The dapper young lad named Gene (really?) goes on to say;

“The new rules are that you still get three wishes but “me” the genie decides what they are? It’ll be fun.

Wish number one is from this point forward you will have the ability to fly.

It gets better.

Animals that fly like birds can see the ultraviolet spectrum of light, but that’s boring for mammals.

Wish number two is x-ray vision. Now you can see what people look like naked under their clothing”.

Close up of businessperson hand holding lamp in hand

You’re thinking “this is great I can’t wait to leap a tall building in a single will bound AND see people naked under their clothing”

With a huge grin the genie goes on;

“Wish number 3 three is always the best wish. You can never leave your home again AND will spend at least 12 hours per day in a jail closet with erratic light cycles.

Oh yeh, food – the food is the funniest part”.

Gene was getting down right giddy.

“You get to eat colored morsels that resemble the gooey clay you squeezed out of a Play-Doh set as a child – forever”.

Magically now sitting next to Gene on the worn out sofa in the living room of your miserable little bungalow, on a cul-de-sac (meaning the only women you will ever see naked are ones you don’t ever want to see naked).

“Did I mention I was a comic genie?

Have a nice life and try to stay stay normal for the next 50 years.

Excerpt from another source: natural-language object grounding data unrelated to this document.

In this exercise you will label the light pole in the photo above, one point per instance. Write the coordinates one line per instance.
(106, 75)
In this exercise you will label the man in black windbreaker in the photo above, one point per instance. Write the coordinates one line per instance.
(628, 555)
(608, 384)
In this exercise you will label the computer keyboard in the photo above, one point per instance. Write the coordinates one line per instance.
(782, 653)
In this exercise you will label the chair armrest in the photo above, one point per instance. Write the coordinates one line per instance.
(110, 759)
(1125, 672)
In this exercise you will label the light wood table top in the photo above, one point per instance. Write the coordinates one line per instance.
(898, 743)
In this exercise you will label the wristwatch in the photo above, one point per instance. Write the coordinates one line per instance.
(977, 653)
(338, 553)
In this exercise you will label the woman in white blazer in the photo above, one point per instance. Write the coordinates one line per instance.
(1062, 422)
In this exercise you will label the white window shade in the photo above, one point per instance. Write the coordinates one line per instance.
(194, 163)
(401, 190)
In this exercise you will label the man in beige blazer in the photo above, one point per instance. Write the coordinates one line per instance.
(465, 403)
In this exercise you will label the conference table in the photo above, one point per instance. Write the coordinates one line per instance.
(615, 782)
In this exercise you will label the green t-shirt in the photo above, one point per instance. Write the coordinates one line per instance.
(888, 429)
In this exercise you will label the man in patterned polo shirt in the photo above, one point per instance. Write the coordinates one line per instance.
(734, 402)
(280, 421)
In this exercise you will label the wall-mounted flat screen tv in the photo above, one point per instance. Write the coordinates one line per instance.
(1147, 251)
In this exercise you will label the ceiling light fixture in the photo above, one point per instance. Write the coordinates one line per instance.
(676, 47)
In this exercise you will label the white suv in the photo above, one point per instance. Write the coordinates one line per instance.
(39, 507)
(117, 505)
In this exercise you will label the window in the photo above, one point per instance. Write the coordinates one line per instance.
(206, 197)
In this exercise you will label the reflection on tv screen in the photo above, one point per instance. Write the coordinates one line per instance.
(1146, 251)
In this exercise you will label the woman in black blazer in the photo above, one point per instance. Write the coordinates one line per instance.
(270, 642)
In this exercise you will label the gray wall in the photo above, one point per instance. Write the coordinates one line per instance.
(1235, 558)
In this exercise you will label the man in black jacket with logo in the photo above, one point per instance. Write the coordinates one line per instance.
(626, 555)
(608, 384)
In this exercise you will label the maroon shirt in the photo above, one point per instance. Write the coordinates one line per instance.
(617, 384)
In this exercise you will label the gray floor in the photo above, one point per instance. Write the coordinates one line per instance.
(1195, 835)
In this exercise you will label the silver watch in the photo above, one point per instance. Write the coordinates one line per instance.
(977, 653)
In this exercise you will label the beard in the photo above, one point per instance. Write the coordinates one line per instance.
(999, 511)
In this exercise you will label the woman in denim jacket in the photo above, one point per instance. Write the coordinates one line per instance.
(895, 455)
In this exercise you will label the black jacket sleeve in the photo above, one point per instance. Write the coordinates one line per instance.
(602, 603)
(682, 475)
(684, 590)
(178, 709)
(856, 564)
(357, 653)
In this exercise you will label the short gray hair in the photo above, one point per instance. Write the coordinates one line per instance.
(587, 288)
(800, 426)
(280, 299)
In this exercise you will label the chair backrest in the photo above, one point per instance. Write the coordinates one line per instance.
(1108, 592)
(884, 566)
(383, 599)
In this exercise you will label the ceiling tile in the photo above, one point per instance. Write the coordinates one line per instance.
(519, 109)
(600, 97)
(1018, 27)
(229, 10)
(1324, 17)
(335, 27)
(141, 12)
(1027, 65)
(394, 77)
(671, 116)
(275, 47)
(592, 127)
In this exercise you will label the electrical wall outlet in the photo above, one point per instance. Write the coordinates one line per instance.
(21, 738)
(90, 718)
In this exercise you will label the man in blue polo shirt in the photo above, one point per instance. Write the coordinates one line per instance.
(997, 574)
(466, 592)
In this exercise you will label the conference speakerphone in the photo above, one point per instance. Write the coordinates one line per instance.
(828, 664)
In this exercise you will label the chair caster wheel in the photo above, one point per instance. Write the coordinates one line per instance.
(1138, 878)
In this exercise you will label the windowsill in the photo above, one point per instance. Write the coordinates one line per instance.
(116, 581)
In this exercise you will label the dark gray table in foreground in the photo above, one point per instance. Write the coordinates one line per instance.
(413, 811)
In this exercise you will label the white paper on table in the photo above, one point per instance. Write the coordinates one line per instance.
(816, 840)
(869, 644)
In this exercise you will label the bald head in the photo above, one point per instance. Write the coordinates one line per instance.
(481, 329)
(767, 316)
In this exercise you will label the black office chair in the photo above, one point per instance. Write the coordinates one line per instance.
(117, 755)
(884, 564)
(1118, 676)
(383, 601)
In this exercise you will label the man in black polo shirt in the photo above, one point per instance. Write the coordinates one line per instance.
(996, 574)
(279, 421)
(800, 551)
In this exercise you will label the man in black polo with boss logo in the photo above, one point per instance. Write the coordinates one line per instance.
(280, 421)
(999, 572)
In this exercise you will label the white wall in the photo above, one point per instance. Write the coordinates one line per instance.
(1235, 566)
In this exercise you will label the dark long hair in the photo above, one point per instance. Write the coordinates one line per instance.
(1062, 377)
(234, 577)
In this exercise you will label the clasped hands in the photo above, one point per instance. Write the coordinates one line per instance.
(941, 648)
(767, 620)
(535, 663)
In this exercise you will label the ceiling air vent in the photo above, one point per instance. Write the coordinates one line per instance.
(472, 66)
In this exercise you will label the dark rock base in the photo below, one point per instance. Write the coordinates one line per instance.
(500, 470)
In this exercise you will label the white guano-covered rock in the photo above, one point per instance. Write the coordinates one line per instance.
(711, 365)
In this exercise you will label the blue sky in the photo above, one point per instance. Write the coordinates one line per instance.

A professional is on stand by should you require injections of nefarious fluids that will fix anything that ails you. 

Nice place you got”.

Alone (you can fill in the blank on how Gene made his exit), reality rapidly sunk in.

You found yourself floating, bumping your head on the bungalow’s 8 foot ceiling with purple sunlight streaming through the big front room window, making your headache – worse.

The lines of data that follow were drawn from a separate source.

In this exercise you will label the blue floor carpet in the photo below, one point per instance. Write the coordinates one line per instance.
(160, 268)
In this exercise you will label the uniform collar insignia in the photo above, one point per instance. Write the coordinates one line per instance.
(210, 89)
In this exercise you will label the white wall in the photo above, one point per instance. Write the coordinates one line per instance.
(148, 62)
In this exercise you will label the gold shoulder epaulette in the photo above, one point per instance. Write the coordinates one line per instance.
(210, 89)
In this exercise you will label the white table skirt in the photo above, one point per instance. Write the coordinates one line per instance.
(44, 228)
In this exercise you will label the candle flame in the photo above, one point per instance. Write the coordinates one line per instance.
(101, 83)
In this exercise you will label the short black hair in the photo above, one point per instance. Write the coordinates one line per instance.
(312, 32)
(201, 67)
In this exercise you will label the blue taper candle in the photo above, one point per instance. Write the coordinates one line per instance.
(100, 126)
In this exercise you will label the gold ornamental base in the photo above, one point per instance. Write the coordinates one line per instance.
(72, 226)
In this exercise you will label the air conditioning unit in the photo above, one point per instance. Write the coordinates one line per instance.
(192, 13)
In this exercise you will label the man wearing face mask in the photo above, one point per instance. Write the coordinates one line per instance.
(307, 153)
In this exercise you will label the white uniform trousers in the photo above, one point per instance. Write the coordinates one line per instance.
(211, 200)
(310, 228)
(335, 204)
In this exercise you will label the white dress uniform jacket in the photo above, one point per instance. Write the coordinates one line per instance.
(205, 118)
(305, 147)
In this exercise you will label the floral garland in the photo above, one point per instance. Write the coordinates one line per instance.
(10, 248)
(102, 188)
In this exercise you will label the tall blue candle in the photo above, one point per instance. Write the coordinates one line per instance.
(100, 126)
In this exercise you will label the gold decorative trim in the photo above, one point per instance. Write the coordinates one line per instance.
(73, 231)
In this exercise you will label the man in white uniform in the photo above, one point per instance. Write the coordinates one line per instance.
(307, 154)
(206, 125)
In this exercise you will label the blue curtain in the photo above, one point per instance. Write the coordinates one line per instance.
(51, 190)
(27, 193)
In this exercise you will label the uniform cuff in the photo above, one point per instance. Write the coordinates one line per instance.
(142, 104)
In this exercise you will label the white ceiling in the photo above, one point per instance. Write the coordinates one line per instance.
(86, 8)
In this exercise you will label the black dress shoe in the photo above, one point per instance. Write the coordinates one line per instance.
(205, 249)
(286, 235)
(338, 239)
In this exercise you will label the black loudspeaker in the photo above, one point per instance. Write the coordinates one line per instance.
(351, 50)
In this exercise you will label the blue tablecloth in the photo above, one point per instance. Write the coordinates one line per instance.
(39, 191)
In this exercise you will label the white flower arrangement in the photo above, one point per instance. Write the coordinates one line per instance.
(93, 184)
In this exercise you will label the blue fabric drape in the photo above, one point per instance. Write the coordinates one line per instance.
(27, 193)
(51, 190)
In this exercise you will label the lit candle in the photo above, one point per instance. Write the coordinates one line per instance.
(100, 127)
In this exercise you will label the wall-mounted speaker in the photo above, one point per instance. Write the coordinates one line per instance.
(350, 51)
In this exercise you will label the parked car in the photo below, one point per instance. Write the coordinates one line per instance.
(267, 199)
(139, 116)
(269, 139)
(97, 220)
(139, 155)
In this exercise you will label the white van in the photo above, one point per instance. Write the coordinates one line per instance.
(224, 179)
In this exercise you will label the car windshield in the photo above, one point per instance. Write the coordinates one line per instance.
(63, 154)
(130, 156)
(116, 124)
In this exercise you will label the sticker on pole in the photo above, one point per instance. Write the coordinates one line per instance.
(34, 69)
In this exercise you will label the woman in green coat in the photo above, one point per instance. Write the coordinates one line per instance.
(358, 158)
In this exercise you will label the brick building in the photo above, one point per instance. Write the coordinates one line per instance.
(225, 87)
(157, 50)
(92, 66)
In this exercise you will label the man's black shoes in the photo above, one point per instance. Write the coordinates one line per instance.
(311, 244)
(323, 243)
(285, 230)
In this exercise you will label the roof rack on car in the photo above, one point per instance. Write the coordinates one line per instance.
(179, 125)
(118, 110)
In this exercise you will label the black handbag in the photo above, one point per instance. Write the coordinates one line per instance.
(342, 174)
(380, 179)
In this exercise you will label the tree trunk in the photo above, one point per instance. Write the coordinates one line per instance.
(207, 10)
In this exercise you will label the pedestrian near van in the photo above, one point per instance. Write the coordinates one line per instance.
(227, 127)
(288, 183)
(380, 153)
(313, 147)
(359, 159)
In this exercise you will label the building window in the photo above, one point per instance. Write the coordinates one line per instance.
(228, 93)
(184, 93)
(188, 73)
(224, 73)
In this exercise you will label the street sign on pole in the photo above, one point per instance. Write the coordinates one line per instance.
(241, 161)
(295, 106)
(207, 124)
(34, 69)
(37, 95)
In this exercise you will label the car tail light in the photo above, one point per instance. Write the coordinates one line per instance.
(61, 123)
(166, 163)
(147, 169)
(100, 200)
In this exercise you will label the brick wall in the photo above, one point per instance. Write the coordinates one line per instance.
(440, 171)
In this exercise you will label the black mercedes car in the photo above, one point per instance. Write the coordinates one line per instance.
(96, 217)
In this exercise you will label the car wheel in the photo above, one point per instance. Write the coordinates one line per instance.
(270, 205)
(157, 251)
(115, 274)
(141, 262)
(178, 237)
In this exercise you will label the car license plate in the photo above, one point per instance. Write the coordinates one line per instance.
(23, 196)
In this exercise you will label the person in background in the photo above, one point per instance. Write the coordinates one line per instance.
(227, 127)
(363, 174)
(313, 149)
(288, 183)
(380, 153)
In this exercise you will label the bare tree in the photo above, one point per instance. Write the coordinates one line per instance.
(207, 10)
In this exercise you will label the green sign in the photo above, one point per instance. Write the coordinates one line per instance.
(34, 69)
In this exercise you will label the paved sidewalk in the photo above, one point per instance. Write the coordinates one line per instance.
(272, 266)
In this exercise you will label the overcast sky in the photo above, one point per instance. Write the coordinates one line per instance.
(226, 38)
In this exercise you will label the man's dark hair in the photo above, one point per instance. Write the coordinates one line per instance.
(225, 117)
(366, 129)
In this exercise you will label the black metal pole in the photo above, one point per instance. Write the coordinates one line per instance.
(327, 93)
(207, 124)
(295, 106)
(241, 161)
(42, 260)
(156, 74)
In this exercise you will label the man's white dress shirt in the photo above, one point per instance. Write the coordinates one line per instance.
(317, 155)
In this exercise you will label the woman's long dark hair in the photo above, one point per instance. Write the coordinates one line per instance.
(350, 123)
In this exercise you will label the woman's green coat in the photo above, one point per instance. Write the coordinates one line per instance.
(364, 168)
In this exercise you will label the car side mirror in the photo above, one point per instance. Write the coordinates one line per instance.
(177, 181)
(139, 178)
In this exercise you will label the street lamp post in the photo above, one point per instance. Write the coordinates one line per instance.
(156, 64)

All you can think of is “this is gonna be rough”.

Moral? Learn to speak bird.

A couple of weeks ago I wrote about a drug called Lupron used by avian veterinarians to reduce prolific egg laying in birds as well as reducing aggression in male birds.

A couple of women on Facebook were astounded as in “how dare I” talk about a drug (Lupron) that caused young woman’s tooth enamel delamination, bone degeneration, fibromyalgia and chronic back pain to name a few symptoms (by the way did I mention that the manufacturer of the drug lost a law suit and had to award $852 million to a plaintiff?) 5 – 10 years after taking the drug.

Anyway they felt that my unscientific research would in no way hamper them in seeking to inject THEIR birds with Lupron while they are clearly able to pronounce it 100% safe in all avian applications – it’s a muricle lord.